La “sporca dozzina”, come viene definita dagli autori, comprende, nell’ordine: fragole, spinaci, cavolo riccio-nero e senape indiana, pesche noci, mele, uva, peperoni, ciliegie, pesche, pere, sedano e pomodori.

Per contro, è stata anche stilata la lista dei Clean 15, ovvero prodotti non bio all’interno dei quali non si sono riscontrati livelli rilevabili di pesticidi: avocado, mais dolce, ananas, cipolle, papaia, piselli (surgelati), asparagi, melone bianco, melone cantalupo, kiwi, cavolo, funghi, mango, anguria, patate dolci.

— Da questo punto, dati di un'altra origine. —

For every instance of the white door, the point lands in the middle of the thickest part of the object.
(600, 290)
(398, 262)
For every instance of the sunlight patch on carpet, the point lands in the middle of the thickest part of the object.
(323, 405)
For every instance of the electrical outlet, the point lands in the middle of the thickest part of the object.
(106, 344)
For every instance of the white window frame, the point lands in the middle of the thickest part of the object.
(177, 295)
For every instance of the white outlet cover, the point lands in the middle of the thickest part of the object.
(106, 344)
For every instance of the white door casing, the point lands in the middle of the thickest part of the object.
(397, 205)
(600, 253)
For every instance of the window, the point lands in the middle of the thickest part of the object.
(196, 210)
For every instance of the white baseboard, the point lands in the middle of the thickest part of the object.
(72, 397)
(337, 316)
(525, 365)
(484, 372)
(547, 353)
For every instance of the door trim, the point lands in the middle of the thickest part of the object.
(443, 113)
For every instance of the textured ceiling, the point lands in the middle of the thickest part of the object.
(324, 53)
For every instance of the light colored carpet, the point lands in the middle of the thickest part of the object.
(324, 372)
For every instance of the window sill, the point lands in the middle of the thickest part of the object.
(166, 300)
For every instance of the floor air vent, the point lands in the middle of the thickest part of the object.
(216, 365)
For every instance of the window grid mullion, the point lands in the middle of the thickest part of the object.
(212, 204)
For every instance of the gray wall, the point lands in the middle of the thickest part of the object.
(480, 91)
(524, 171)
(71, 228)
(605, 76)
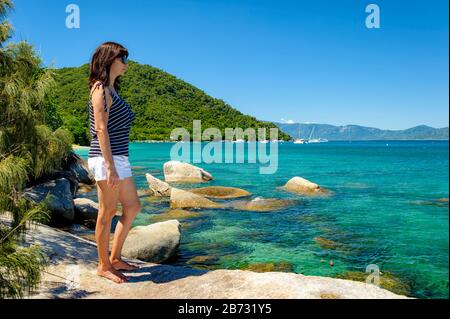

Per produrre il rapporto, l'Environmental working group ha analizzato i dati di più di 44 mila campioni prelevati da Fda e Usda e testati nelle condizioni esatte di consumo, ovvero sbucciate, quando con buccia non commestibile o sciacquate in caso contrario. Sei i parametri valutati, dai quali ne deriva un punteggio che ha consentito di determinare la classifica:

  • percentuale di campioni testati con pesticidi rilevabili;
  • percentuale di campioni testati con due o più pesticidi rilevabili;
  • numero medio di pesticidi in un singolo campione;
  • quantità media di pesticidi nel campione, espressa in parti per milione;
  • numero massimo di pesticidi su un singolo campione;
  • numero totale di pesticidi trovati.

L’analisi ha sollevato immediatamente le proteste dell’industria. Così, per esempio, l’Alliance for food and farming, che rappresenta aziende del comparto agricolo: “Ricerche di questo tipo creano allarmi inutili, dal momento che i residui di pesticidi sui prodotti convenzionali, laddove presenti, sono comunque nei limiti di norma. Il rischio è di scoraggiare le persone dal consumare frutta e verdura, anche in considerazione del fatto che il bio presenta costi più elevati, non accessibili per tutte le fasce di popolazione”.

Risponde Alexis Temkin, tossicologo dell'Environmental working group: “Quanto riscontrato rientra sicuramente nei limiti di legge, ma questo non significa che legale sia sinonimo di sicuro. L’ obiettivo del rapporto è quello di fornire informazioni perché i consumatori possano fare scelte consapevoli. La nostra raccomandazione è di scegliere il bio in caso di prodotti tra i 12. Sugli altri 15, si può stare tranquilli”.